It can't fly, because it can't move forward. As soon as the plane begins to accelerate, the treadmill will instantly accelerate to a nearly infinite speed. Since rolling resistance will keep increasing as the treadmill increases in speed, the plane simply can't get moving through the air because the rolling resistance will increase to exactly counteract the engine thrust. If the rolling resistance isn't strong enough, the plane will start to creep forward, causing the treadmill to speed up, which will increase the rolling resistance which will halt the plane again.
There is only one exception, and it is the same thing that makes modern hard drives work... A moving surface will create a little bit of wind over that surface.
http://www.pcguide.com/ref/hdd/op/heads/op_Height.htmSo the treadmill itself will create a little layer of moving air along the surface. This is how computer hard drive read/write heads "fly" on the very thin layer of air on the top of the spinning hard drive discs, and why it is a really bad idea to try to completely seal a computer hard drive or run it in a vacuum. Assuming that the wheels don't explode from the nearly infinite rotation speed or the bearings don't give out, at some speed (very very fast), the treadmill itself would probably create enough wind to lift the plane up off of the treadmill, at which point the rolling resistance on the landing gear would drop to zero, and the plane would begin to move forward. It's a bit like if a stationary plane was hit with a gust of wind... It would essentially leap up and backwards relative to the ground unless the engine was strong enough to accelerate it forward through the air and assuming the wind didn't stop.
But you have to assume a whole lot of things that simply can't happen, primarily that the landing gear, wheels, bearings, etc. would survive the treadmill's acceleration to a near-infinite speed, as required by how the original question is stated. That simply can't ever be tested in full scale.
It would be possible to test a subscale model at lower speeds though... Just slowly increase both the engine thrust and treadmill speed so that the drag created by the rolling resistance always equals the thrust of the engine. At some point, the rolling resistance will be as great as the engine's maximum thrust, and there will be an equilibrium point where the plane doesn't move because the thrust of the engine at max power is exactly counteracted by the wheel drag from the treadmill.
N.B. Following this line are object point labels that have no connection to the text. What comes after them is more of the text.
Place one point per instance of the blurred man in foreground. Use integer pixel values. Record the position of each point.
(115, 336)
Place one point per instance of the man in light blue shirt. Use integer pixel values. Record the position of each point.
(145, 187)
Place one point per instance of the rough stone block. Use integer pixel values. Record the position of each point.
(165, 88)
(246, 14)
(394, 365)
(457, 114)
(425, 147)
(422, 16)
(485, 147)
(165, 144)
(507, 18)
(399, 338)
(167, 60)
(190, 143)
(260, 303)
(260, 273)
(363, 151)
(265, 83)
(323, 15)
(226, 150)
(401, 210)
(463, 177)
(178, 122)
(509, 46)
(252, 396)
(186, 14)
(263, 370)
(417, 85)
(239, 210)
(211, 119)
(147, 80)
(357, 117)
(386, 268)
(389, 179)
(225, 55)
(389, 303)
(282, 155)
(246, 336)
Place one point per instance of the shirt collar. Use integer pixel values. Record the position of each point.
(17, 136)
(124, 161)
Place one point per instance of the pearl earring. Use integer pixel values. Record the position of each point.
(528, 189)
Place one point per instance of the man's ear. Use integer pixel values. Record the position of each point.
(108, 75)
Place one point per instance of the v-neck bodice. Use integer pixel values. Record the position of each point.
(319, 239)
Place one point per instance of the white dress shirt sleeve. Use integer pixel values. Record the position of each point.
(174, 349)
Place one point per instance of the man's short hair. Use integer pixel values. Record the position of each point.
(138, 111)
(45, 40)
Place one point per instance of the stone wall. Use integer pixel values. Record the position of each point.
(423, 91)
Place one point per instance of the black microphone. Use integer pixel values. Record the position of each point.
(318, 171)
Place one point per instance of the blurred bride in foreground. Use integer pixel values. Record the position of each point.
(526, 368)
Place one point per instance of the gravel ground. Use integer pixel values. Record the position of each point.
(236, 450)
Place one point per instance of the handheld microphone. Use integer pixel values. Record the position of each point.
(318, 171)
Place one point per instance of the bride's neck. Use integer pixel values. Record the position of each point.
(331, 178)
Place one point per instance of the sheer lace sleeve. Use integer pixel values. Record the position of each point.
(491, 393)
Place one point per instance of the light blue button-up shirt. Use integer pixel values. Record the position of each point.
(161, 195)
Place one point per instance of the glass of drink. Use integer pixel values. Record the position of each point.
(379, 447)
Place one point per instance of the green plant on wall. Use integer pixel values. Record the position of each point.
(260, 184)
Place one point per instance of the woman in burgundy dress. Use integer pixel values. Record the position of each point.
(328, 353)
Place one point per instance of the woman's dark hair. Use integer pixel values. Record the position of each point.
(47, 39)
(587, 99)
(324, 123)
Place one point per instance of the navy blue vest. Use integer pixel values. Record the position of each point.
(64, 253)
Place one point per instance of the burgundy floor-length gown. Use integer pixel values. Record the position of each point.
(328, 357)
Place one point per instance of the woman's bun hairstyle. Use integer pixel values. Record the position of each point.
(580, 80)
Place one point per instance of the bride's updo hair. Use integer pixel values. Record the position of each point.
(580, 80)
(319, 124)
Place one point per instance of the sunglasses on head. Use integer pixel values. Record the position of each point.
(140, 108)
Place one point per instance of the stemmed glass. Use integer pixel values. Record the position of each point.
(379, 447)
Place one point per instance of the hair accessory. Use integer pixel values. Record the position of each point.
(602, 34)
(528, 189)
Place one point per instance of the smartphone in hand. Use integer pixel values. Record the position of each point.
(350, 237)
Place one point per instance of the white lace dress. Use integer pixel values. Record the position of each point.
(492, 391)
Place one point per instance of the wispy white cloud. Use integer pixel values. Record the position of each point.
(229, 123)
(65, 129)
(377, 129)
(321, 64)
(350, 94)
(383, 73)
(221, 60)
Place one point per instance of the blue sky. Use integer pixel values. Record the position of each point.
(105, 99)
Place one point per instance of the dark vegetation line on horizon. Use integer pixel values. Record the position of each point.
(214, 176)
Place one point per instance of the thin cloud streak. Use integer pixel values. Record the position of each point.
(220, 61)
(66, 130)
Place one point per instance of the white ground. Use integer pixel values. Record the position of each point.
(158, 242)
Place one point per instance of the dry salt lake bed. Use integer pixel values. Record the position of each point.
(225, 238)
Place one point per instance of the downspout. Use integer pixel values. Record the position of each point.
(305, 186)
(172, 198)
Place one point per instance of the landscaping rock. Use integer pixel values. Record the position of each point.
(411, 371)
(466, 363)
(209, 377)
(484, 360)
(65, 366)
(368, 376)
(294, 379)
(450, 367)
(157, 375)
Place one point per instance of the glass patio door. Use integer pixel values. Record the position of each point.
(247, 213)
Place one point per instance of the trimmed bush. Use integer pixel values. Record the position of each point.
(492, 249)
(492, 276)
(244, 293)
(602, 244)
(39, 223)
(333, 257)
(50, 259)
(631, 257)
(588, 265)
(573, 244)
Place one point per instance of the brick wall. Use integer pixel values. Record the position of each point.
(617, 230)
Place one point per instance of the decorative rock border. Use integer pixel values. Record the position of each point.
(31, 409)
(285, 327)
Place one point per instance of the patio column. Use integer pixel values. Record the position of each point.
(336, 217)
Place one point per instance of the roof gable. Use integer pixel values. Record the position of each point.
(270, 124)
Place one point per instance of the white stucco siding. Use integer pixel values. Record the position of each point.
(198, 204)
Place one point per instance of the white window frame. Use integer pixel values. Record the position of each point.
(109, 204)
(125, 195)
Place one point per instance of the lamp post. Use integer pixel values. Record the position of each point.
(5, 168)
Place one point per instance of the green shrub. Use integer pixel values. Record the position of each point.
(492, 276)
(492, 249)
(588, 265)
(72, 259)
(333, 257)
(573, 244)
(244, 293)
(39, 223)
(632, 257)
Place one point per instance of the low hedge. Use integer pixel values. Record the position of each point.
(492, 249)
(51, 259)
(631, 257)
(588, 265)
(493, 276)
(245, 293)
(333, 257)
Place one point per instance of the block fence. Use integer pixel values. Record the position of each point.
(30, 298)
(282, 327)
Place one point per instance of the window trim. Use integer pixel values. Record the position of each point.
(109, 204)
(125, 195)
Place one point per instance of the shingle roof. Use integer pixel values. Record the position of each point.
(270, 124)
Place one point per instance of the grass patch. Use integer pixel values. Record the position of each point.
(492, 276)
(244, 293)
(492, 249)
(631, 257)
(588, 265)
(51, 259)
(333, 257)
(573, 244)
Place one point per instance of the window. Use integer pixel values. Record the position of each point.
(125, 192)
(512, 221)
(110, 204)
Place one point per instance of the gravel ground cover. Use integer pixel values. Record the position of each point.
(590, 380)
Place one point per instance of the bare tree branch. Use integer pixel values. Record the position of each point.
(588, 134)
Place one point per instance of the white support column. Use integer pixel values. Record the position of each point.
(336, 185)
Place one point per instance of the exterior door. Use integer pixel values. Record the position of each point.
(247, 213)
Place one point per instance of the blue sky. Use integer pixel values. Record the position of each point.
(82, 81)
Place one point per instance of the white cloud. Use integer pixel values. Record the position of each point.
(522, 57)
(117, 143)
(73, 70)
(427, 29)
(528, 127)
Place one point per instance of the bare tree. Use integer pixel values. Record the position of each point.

In a full-scale test, I'm not sure the rolling resistance would ever be enough without the treadmill either moving far faster than physically possible using known materials, or if the wind effect caused by the treadmill itself would create enough airflow over the wings to allow the plane to lift off of the treadmill.
I used to know what that wind effect was called, but I can't remember it and I'm apparently not smart enough to google it correctly either.